This morning’s Observer column.
As they burgeoned, the big internet companies looked with disdain on the leviathans of the military-industrial complex. Kinetic warfare seemed so yesterday to those whose corporate mantras were about “not being evil” and adhering to “the hacker’s way”. So when Snowden revealed NSA claims that the spooks had untrammelled access to their servers the companies reacted like nuns accused of running a webcam porn site. It wasn’t true, they protested, and even it if was they knew nothing about it. Of course they did comply with government requests approved by a secret court, but that was the extent of it. As the months rolled by, however, this reassuring narrative has unravelled. We discovered that the NSA and GCHQ had indeed covertly tapped the data-traffic that flows between the companies’ server farms. But since Google and co were – they claimed – unaware of this, perhaps their protestations of innocence seemed justified. More embarrassing were the revelations about the astonishing lengths to which one company (Microsoft) went to facilitate NSA access to its users’ private communications.

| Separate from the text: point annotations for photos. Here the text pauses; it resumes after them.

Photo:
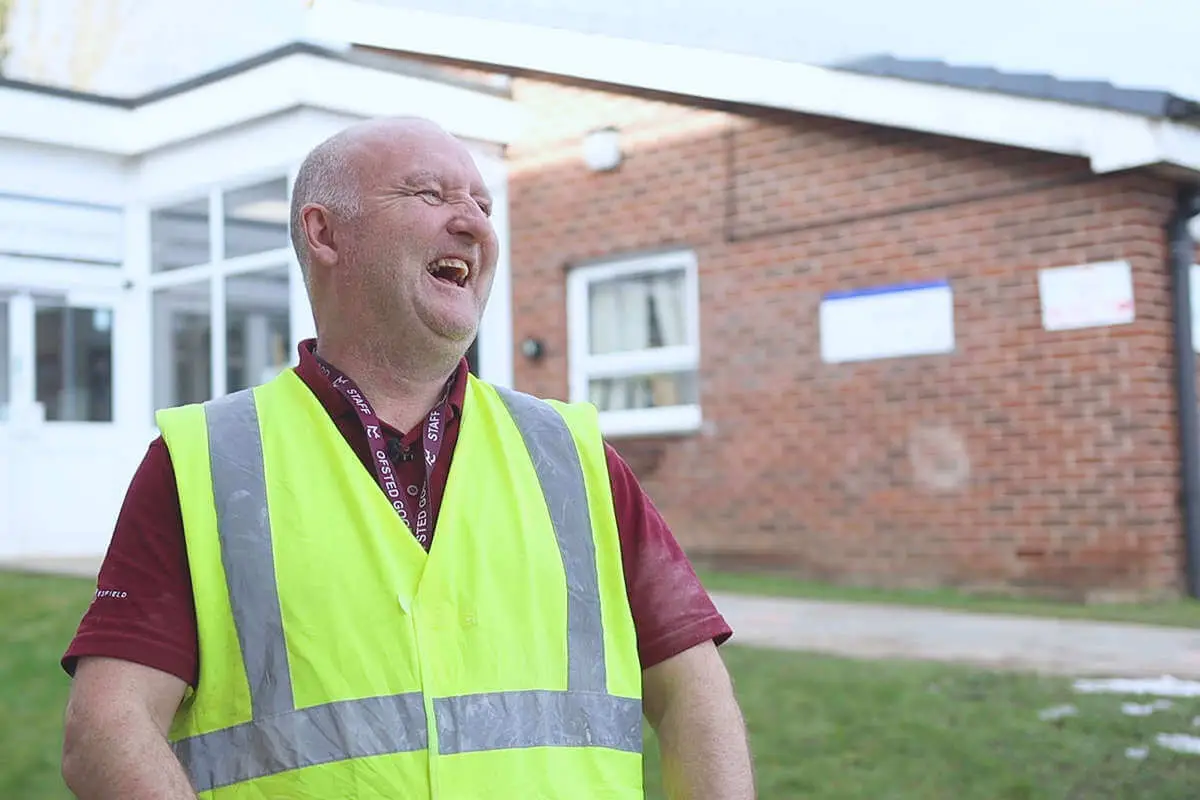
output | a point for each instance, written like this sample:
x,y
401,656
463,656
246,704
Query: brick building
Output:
x,y
1024,458
707,246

Last Wednesday, another piece of the jigsaw slotted into place. The NSA’s top lawyer stated unequivocally that the technology firms were fully aware of the agency’s widespread collection of data. Rajesh De, the NSA general counsel, said that all communications content and associated metadata harvested by the NSA occurred with the knowledge of the companies – both for the Prism system and the covert tapping of communications moving across the internet.